Mi piace, a questo punto, fare un cenno all’art. 2 della Costituzione italiana che, parlando di garantire i diritti inviolabili dell’uomo, aggiunge “sia come singolo sia nelle formazioni sociali ove si svolge la sua personalità”: è qui accennato qualcosa che va oltre la tradizione dell’individualismo liberale e del “collettivismo” di origine marxista….

In conclusione, il gruppo che è significativo per la vita di ciascuno non è una semplice somma di individui, ma non ha neppure vita separata da essi, in quanto la dimensione relazionale e sociale è iscritta nella stessa vita psichica individuale.

Tutto ciò sarà presente, nell’immediato dopoguerra, nel pensiero e nell’azione dello psicologo sociale Kurt Lewin (a cui qui solo accenniamo), inventore della teoria dei gruppi come “campi di forze”, secondo cui “un membro di un gruppo esiste nella psicologia degli altri membri non come singolo, ma come ‘gruppo’, cioè come appartenente alla nuova dimensione plurale del gruppo”.

Che cos’è dunque un gruppo?
Riportiamo al proposito due definizioni.
La prima è dello psicologo sociale P. Amerio, che mi sembra utile in quanto riecheggia quanto sopra accennato sull’art. 2 della Costituzione: “Il gruppo è il perno tra l’individuo anonimo e il sociale organizzato”.

La seconda è di Renato D. Di Nubila, esperto formatore sulla gestione dei gruppi: “Un gruppo è un insieme non casuale di più persone che hanno, anche limitatamente nel tempo, bisogni, motivazioni, fini comuni e alcuni valori condivisibili” (p. 42).

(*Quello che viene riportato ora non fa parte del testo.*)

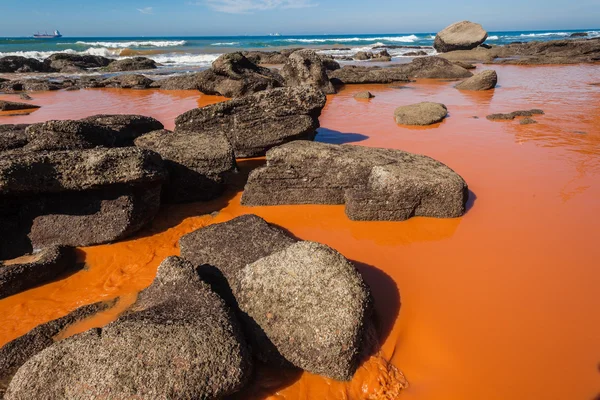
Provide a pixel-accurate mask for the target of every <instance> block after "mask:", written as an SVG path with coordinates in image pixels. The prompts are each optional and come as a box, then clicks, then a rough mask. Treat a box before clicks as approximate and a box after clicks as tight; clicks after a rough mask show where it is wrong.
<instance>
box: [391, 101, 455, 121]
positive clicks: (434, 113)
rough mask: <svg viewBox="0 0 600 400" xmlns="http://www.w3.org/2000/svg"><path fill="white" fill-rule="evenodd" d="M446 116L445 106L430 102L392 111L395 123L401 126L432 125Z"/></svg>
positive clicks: (401, 108) (412, 105) (443, 118)
mask: <svg viewBox="0 0 600 400" xmlns="http://www.w3.org/2000/svg"><path fill="white" fill-rule="evenodd" d="M447 115H448V109H447V108H446V106H445V105H443V104H440V103H431V102H422V103H417V104H411V105H408V106H401V107H398V108H396V110H395V111H394V118H395V120H396V123H397V124H402V125H432V124H436V123H438V122H441V121H442V120H444V118H446V116H447Z"/></svg>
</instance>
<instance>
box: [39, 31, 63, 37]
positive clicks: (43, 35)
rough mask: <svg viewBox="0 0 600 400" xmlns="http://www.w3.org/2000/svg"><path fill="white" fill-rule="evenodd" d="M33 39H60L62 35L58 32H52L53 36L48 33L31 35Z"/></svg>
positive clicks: (58, 31) (57, 31)
mask: <svg viewBox="0 0 600 400" xmlns="http://www.w3.org/2000/svg"><path fill="white" fill-rule="evenodd" d="M33 37H34V38H36V39H56V38H59V37H62V35H61V34H60V32H59V31H54V34H49V33H47V32H46V33H39V32H38V33H35V34H34V35H33Z"/></svg>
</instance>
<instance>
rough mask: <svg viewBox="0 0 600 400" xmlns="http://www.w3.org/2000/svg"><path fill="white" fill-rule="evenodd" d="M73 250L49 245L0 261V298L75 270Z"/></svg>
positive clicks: (30, 288)
mask: <svg viewBox="0 0 600 400" xmlns="http://www.w3.org/2000/svg"><path fill="white" fill-rule="evenodd" d="M76 267H77V265H76V259H75V250H74V249H73V248H71V247H66V246H51V247H48V248H45V249H41V250H39V251H38V252H36V253H34V254H31V255H26V256H23V257H19V258H17V259H14V260H10V261H4V262H2V261H0V299H3V298H5V297H8V296H12V295H14V294H17V293H20V292H23V291H25V290H29V289H32V288H34V287H36V286H39V285H43V284H44V283H48V282H51V281H53V280H54V279H56V278H58V277H59V276H61V275H63V274H65V273H67V272H70V271H75V270H76Z"/></svg>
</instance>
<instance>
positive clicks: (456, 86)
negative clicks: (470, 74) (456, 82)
mask: <svg viewBox="0 0 600 400" xmlns="http://www.w3.org/2000/svg"><path fill="white" fill-rule="evenodd" d="M497 83H498V75H497V74H496V71H494V70H491V69H488V70H485V71H482V72H480V73H478V74H476V75H474V76H472V77H471V78H469V79H467V80H466V81H463V82H461V83H459V84H458V85H456V88H457V89H459V90H490V89H493V88H495V87H496V84H497Z"/></svg>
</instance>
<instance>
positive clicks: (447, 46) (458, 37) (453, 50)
mask: <svg viewBox="0 0 600 400" xmlns="http://www.w3.org/2000/svg"><path fill="white" fill-rule="evenodd" d="M485 39H487V32H486V31H485V29H483V27H482V26H481V25H479V24H476V23H474V22H470V21H461V22H456V23H454V24H452V25H450V26H448V27H446V28H444V29H443V30H442V31H440V32H438V34H437V35H436V36H435V40H434V41H433V47H434V48H435V49H436V50H437V51H438V52H440V53H446V52H448V51H454V50H470V49H474V48H475V47H477V46H479V45H480V44H482V43H483V42H485Z"/></svg>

Per concludere questo rapidissimo excursus storico, diciamo che tre sono state le tappe della costruzione di pratiche e teorie sul lavoro di gruppo, prima della fase attuale, in cui le scienze sociali si sono appropriate di questo tema nei più svariati campi di ricerca e “intervento” concreto:

• nel XIX-XX secolo, nel campo (molto “pratico” e considerato all’inizio di valenza non generale) dell’innovazione pedagogica. Si ricordano gli esperimenti di “mutuo insegnamento” di A. Bell in India, le “scuole nuove” che negli USA a inizio Novecento si ispiravano al pensiero di J. Dewey, fino al “metodo dell’autogoverno” in ambito tedesco o alla scuola montessoriana in Italia. Tutto ciò sta alla base delle tante esperienze di cooperative learning, che nell’ultimo decennio del secolo scorso si affacceranno con pieno titolo tra le esperienze più significative di “lavoro di gruppo”;

•    le comunità terapeutiche, come abbiamo visto, che da Bion in poi avranno una grande evoluzione, in Italia segnata dall’esperienza di Franco Basaglia;

•    Le pratiche in ambito aziendale (gruppi di lavoro, teorie del team-work, gruppi di produzione, gruppi di management…). Come per tante tecniche che a noi interessano dal punto di vista della progettazione partecipata in ambito territoriale (gestione dei conflitti, focus group, brainstorming, ruoli di leadership…), anche in questo caso l’ambito dell’innovazione nella gestione aziendale ha svolto un ruolo, non sempre pionieristico ma sempre importante, nell’affinamento di molte tecniche e nella strutturazione di esperienze significative (soprattutto in area anglosassone).
Ciò non toglie che le scienze sociali, e una miriade di esperienze nei più diversi campi ad es. del volontariato, hanno negli ultimi decenni esteso enormemente l’utilizzo di tali tecniche e teorie, arricchendole di motivazioni e finalità che spesso vanno molto al di là dell’ambito “aziendale” e di obiettivi puramente produttivisti.


Sergio De La Pierre

Per saperne di più
Bion W.R., Esperienze nei gruppi, Armando editore 2004;
Bobbio L. (a cura di), A più voci, Edizioni Scientifiche Italiane 2004;
De Sario P., Professione facilitatore, Franco Angeli 2005;
Di Nubila R.D., Dal gruppo al gruppo di lavoro, Tecomproject 2000;
Gordon Th., Leader efficaci, Edizioni La Meridiana 1999;
Liss J., La valorizzazione della negatività: quando il facilitatore viene criticato, in De Sario 2005u, cit., pp.145-151;
Quaglino G.P., Casagrande S., Castellano A., Gruppo di lavoro. Lavoro di gruppo, R. Cortina 1992.